# Yahoo Finance API

Using the Yahoo Finance APIs and the Python library yfinance will download and create a series of datasets in FinSpace.

## Datasets to Create
1. Daily HLOC for all history
2. Corporate Actions
3. Dividends
4. Information

## References
- [yfinance GitHub](https://github.com/ranaroussi/yfinance)
- [Reliably download historical market data from Yahoo!

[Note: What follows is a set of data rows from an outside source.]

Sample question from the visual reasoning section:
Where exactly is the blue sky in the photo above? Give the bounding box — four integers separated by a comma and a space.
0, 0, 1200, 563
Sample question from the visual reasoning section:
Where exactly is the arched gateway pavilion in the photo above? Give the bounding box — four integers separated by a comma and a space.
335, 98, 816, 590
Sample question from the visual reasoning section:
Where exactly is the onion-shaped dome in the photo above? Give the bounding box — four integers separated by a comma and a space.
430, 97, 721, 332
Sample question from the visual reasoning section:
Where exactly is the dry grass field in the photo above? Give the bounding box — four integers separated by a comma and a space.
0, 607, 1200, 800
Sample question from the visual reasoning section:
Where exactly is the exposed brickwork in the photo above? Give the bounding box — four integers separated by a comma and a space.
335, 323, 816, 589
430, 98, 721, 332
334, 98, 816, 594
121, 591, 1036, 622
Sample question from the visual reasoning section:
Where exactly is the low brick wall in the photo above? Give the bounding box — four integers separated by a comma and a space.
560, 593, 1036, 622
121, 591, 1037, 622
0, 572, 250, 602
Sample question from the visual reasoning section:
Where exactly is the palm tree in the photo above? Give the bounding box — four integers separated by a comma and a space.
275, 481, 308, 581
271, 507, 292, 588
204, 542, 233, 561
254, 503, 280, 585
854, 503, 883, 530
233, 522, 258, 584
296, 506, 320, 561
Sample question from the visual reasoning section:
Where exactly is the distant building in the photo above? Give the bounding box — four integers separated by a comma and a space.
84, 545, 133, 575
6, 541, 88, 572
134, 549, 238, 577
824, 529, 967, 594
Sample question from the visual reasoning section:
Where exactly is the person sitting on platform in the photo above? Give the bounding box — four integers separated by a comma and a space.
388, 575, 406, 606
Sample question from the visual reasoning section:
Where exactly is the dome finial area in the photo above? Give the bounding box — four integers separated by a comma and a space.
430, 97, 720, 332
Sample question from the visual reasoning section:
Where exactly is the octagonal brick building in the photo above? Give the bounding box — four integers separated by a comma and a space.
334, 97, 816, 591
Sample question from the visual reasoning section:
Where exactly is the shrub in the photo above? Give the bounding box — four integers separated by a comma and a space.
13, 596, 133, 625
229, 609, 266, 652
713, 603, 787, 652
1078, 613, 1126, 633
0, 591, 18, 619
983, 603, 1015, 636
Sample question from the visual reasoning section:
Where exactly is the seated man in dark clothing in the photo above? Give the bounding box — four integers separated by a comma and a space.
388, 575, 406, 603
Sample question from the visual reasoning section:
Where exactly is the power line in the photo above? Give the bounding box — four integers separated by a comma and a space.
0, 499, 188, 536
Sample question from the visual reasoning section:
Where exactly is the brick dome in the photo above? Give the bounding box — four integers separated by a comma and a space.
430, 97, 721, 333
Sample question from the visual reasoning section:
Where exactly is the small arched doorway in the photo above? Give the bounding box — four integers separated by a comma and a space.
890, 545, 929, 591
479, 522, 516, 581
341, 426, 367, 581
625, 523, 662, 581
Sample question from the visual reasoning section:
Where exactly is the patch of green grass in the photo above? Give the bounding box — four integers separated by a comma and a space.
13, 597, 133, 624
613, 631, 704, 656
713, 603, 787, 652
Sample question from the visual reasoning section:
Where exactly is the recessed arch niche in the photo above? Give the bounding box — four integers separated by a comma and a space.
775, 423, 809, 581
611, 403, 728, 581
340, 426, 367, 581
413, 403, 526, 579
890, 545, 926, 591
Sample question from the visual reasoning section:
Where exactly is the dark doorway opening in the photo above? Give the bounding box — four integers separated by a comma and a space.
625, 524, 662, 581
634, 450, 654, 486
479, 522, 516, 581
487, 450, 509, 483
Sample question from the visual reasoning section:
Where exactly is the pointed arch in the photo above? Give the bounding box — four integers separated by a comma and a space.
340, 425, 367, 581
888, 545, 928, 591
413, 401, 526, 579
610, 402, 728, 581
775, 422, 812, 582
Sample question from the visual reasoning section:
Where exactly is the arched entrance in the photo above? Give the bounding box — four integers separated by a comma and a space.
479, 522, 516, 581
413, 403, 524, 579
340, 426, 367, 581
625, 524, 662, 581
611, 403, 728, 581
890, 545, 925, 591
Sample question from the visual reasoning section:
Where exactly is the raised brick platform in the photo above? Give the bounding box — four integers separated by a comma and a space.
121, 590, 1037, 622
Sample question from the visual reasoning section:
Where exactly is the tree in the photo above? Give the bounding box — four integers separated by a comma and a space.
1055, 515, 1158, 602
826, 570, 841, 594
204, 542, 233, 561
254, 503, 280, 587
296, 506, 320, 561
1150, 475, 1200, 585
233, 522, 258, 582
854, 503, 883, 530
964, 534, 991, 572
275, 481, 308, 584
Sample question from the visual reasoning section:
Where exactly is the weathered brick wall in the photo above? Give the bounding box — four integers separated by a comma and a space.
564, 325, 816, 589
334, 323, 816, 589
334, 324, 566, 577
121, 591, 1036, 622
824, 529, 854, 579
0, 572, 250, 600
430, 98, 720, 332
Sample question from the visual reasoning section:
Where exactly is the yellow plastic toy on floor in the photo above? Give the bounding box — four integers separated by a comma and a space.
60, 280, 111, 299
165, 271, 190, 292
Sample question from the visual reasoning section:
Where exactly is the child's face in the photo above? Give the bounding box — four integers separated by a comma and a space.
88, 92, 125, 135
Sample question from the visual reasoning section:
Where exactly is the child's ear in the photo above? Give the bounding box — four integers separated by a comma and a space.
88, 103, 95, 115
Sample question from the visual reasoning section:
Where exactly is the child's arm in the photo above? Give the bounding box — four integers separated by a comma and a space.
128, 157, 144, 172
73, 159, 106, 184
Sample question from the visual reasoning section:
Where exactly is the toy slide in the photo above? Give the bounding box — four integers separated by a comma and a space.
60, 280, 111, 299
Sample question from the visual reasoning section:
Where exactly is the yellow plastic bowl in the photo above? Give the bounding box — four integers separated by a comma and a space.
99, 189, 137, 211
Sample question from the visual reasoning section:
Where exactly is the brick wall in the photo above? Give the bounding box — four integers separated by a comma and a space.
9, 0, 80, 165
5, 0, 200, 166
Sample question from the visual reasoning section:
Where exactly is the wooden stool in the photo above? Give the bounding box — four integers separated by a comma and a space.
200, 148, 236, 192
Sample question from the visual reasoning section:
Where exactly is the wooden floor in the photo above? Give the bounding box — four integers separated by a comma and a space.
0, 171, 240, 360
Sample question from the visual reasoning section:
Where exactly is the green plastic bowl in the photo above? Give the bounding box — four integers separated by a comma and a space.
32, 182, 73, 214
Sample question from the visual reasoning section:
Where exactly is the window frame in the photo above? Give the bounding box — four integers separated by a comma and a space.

Finance with Python](https://github.com/ranaroussi/yfinance)

In [None]:
%local
from aws.finspace.cluster import FinSpaceClusterManager

# if this was already run, no need to run again
if 'finspace_clusters' not in globals():
 finspace_clusters = FinSpaceClusterManager()
 finspace_clusters.auto_connect()
else:
 print(f'connected to cluster: {finspace_clusters.get_connected_cluster_id()}')

In [None]:
try:
 sc.install_pypi_package('yfinance==0.1.70')
except Exception as e:
 print('Packages already Installed')

# Variables and Libraries

**Important** that you fill in the identifiers for the ticker dataset and view you will be using as the universe of tickers to pull data for. These are identifiers specific to the ticker history you would have created with the polygon_import notebook.

In [None]:
# imports
import time

import yfinance as yf
import pandas as pd
import numpy as np
import matplotlib as plt

from io import StringIO
from pyspark.sql.types import *
from pyspark.sql import functions as F
from pyspark.sql.functions import udf
from pyspark.sql import Window
from pyspark.sql.functions import pandas_udf, PandasUDFType

from aws.finspace.analytics import FinSpaceAnalyticsManager

from datetime import datetime, timedelta

###
### Populate with values from your FinSpace
###
### Use the dataset and view created from polygon_import.ipynb
###
ticker_dataset_id = ''
ticker_view_id = ''

# User Group to grant access to the dataset
group_id = ''

# if this is to work with an existing dataset
dataset_id = None

finspace_manager = FinSpaceAnalyticsManager(spark)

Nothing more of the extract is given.